Mr. Welling's first wife died a year and three months after their marriage. In 1879 he married Miss Mary Marchack. They lived happily together 20 years, during which time eight children were born to them, but only one child from this union survives, namely, George Welling, of Murdock, Kansas. His second wife died 20 years their marriage.
Then on April 28, 1903, he was united in marriage to Mrs. Geo. Rieling, and to this union six children were born, two of whom died in infancy. Those who survive are: Mrs. Geo Kuhl of St. Louis, and Bernard, Leo and Louis Welling all of home. There is also one step-daughter, Rose, who is Mrs. Leo Seger, of this city. He also leaves his wife and 15 grandchildren and 3 great grandchildren.
Funeral services were held in the St. Francis Church at Aviston Wednesday morning, and interment was in St. Francis Cemetery there.
During the 83 years of Mr. Welling's life, he brought happiness to many, always having a smile, always friendly and cheerful. He was a faithful Catholic, and did everything he could for the parish at Aviston and for the hospital and school. For 26 years he took the hospital sisters through the Aviston district with horse and wagon, to collect potatoes and other necessities. He lived there until 1923 when he moved to his sister's farm, 3 1/2 miles northeast of Albers, where he also made many friends, and lived there until he retired in August 1930, when he returned to Aviston.
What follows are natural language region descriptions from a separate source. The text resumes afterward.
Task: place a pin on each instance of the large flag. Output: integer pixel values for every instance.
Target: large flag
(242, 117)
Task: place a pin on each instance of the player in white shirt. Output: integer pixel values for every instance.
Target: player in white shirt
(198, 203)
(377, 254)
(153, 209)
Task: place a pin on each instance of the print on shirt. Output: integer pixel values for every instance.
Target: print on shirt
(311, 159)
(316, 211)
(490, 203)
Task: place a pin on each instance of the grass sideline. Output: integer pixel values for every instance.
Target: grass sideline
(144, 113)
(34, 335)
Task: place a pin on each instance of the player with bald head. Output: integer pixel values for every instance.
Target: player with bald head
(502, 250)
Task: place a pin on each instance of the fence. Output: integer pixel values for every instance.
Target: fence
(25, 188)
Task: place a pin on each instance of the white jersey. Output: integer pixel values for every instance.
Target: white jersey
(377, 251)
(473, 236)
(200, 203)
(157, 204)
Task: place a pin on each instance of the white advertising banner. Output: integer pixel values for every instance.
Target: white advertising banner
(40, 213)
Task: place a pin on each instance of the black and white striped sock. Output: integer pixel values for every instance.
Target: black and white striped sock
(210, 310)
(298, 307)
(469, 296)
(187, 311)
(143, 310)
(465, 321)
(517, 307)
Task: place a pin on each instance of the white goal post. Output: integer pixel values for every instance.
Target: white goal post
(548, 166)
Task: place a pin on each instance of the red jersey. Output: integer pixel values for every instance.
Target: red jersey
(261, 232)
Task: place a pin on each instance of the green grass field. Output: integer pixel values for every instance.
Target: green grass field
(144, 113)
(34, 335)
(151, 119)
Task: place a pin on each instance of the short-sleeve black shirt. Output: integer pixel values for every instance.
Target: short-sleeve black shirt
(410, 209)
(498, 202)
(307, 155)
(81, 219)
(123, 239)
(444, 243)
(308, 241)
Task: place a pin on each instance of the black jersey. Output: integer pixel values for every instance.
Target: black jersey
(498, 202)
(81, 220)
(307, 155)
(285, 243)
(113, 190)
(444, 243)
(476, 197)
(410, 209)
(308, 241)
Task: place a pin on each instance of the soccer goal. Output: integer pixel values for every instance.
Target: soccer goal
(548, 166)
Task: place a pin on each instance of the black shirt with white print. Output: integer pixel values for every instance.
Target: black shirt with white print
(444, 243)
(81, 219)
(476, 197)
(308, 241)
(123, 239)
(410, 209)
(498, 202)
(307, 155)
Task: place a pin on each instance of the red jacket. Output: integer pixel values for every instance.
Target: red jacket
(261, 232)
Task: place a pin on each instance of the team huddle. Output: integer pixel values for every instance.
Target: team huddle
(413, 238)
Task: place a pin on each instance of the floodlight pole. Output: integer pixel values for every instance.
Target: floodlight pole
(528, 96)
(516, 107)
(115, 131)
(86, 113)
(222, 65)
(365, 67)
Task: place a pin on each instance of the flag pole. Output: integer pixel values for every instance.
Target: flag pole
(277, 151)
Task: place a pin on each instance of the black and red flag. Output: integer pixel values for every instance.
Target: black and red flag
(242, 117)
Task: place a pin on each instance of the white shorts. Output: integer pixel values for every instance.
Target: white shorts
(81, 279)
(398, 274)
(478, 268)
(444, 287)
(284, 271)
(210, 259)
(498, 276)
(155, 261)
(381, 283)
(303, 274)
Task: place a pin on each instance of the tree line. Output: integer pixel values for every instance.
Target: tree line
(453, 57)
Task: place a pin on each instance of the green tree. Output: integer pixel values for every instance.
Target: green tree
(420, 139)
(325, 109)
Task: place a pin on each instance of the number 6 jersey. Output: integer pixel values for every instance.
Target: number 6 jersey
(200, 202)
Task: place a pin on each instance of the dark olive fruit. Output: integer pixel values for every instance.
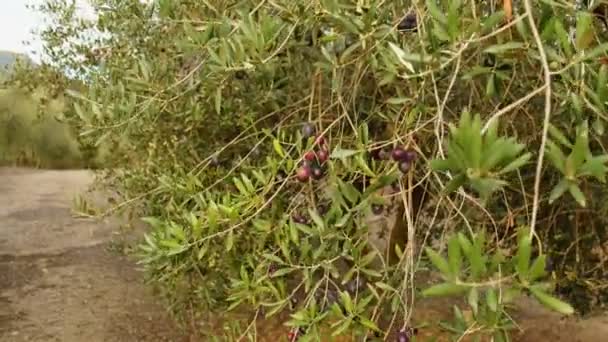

He belonged to the "Old Gentlemen's Card Club", whose members played cards every day except Saturday and Sunday. He enjoyed life until three weeks ago, at which time he became ill with the flu. He was a very jolly many at all times, never having any cross words, appearing at all times to be happy. Because of his pleasant disposition he was familiarly called "Puet Ben", meaning "well". Our sympathy is extended to the bereaved family in their said loss.